The methods used in this Mini-project, as mentioned above, are BM25 and clustering, used in combination using two different approaches:

  • sorting by clustering;
  • hybrid sorting between BM25 and clustering. BM25 is a function of finding a probabilistic model, given by the relationship between the likelihood of the hypothesis that the document is relevant and that that the document is not. The BM25 sorting algorithm therefore weighs the relationship between the document and the query. The most common scoring function for BM25 is:

Figure 1

  • ri - number of documents found containing the i-th term
  • R - number of documents found
  • ni - number of documents containing the i-th term
  • N - number of documents
  • k1 - parameter that controls the scaling function
  • k2 - parameter that controls the scaling function
  • b - parameter that controls how the length of a document affects the relevance score
  • dl - length of the document
  • avdl - average of document length
  • Q - set of query terms

3. Methodology

In order to cluster the documents found, we went to carry out the pre-processing phases, starting from the title and abstract of the documents, defined below.
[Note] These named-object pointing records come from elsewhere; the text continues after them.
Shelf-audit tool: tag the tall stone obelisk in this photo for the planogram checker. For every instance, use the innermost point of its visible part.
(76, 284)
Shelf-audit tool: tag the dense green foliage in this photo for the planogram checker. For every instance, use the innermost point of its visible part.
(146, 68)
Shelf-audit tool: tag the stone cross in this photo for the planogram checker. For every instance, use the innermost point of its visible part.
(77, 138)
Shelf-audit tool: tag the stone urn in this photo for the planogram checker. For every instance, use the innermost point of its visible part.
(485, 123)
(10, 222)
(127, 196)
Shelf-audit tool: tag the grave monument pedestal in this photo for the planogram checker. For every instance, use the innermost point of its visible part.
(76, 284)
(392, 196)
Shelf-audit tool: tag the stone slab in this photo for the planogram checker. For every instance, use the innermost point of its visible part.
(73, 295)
  • Tokenization, that is the reduction of the text into smaller parts defined precisely tokens;

  • Stop words removal, i.e. the removal of punctuation and stop words, words belonging to a specific language that serve as a link in certain sentences, but are extraneous to the lexicon of the context to be analyzed. Among these are, for example, conjunctions, adverbs, words that appear in the text to be analyzed too frequently or too rarely. The list of stop words relating to the English language is used, the language present in all documents;

  • Stemming, or the reduction of words to their root. The words obtained at the end of this process contain only certain characters, of the standard alphanumeric type;

  • Creation of the matrix of the stems, that is a matrix with many rows as the number of documents considered, as many columns as there are unique stems found in the documents and containing the frequency of appearance of the stem in individual documents. Subsequently, we implemented the clustering performed on the stem matrix, obtained from the results of the BM25 method (explained above). As a clustering methodology, we used a partition method in which the number of groups is initially fixed. Precisely, the algorithm we used is K-means, an unsupervised machine learning technique. In this type of cluster, K is set equal to the number of clusters we want to obtain. The algorithm that defines the partition is the following:

  • 1. K centroids are initialized, chosen at random from the documents;

  • 2. Each document is assigned to a cluster, in particular the specific document is assigned to the cluster identified by the closest centroid (the centroid that minimizes the distance, in our case expressed as Euclidean norm);

  • 3. The centroids are recalculated: A centroid zk of the k-th cluster is the midpoint between all the points that represent the objects within the k-th cluster in space, namely:

    Figure 2

    • xi - object
    • xi - vector representing xi
    • I - event indicator function xizk
  • 4. 2-3 iterates until the partition remains unchanged for 2 iterations. As a first reordering approach we considered the cluster of relevant documents to be the cluster with more elements, and we ordered the documents by placing the largest clusters first and then sorting the documents within the cluster using the score. As previously stated, being the k-means method a partition method, the number of groups is fixed prior to their creation, therefore to obtain the best possible result using this methodology we have opted for an optimization of this hyperparameter K, precisely we have tried values from 2 to 9. The best result in terms of map, that is Mean Average Precision, was equal to 2. The number of clusters was not the only hyperparameter we optimized, in fact another one we used was TITLERELEVANCE; this hyperparameter represents the weight of the title with respect to the abstract of the documents found. We made the choice to insert it because it seemed plausible that the title had a greater relevance than the abstract in terms of retrieval. The best result in terms of map was equal to 1, therefore the hypothesis that the title is more relevant than the abstract has been refuted. The values we entered within the hyperparameter grid were all integers from 0 to 4. As a second sorting approach, we opted for a hybrid sorting between the cluster and the BM25. What we did was therefore to take a K equal to 2 (best value found in the previous method) and we identified the best cluster through a summary index, that is the average, to the score attributed. At this point, we have two clusters with two corresponding indexes of synthesis of the score, we therefore know which of the two clusters is the best from the point of view of the score (synthesized), we therefore define the cluster with this highest index as the best cluster . To the scores relating to the documents belonging to the best cluster, let's add and multiply two parameters, respectively alpha and beta. As previously done, we built a grid of hyperparameters within which we entered values for alpha, respectively all integers from 0 to 4; as regards beta we used all the values starting from 0.75 up to 2 (with steps of 0.25). The optimized hyperparameters are respectively equal to 2 and 1. Therefore, only the additive constant was significant.

4. Experiments

By comparing the precision of the three methods in various numbers of documents, it can be seen that the BM25 method and the hybrid approach are similar in terms of precision; furthermore, the poor precision of the method based on k-means is also noted. Below we can see these values in comparison:

Figure 3

Figure 1: Precision of Methods.

Figure 4

Figure 2: Left: First 20 documents. Center: First 100 documents. Right: First 1000 documents.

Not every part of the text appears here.